Our International Arbitration Damages Insights summarizes recent decisions from around the globe that provide an overview of current issues and methodologies in valuation and damages.
This edition provides an overview of the following three recent cases:
1. ConocoPhillips Petrozuata B.V., et al. v. The Bolivarian Republic of Venezuela, ICSID Case No. ARB/07/30
An ICSID Tribunal awarded over USD 8.36 billion plus interest to ConocoPhillips for Venezuela’s unlawful expropriation of three oil field investments. The award provides insights into the consideration of discounted cash flow valuation methodologies in energy arbitration.

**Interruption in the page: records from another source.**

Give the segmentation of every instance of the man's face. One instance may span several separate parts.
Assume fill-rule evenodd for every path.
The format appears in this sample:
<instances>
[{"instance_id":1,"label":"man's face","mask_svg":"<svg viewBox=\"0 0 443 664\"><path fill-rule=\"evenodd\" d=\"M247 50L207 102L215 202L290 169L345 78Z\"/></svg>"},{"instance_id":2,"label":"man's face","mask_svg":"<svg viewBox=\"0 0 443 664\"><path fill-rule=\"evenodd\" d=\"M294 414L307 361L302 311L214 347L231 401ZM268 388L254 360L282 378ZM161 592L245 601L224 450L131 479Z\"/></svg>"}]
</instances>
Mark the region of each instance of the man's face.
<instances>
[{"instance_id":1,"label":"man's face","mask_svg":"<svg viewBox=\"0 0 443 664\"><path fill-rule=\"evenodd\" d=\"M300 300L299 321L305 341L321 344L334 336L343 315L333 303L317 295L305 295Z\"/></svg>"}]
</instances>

2. Tethyan Copper Company Pty Limited v. Islamic Republic of Pakistan, ICSID Case No. ARB/12/1
An ICSID Tribunal awarded mining company Tethyan Copper Company Pty Limited USD 4.09 billion in damages plus interest and costs against the Islamic Republic of Pakistan, being the second largest ICSID award ever rendered. We take a look at the valuation concept referred to as the ‘modern DCF’ accepted by the Tribunal to quantify damages and how it compares to the traditional discounted cash flow methodology.
3. NextEra Energy, et al. v. Kingdom of Spain, ICSID Case No. ARB/14/11
An ICSID Tribunal accepted jurisdiction to hear an intra-EU dispute under the Energy Charter Treaty (“ECT”) and found that Spain had breached the fair and equitable treatment standard in article 10(1) of the ECT. In quantifying damages, the Tribunal accepted an alternative valuation methodology based on a reasonable rate of return, rather than the discounted cash flow methodology that was also put forward by the Claimants.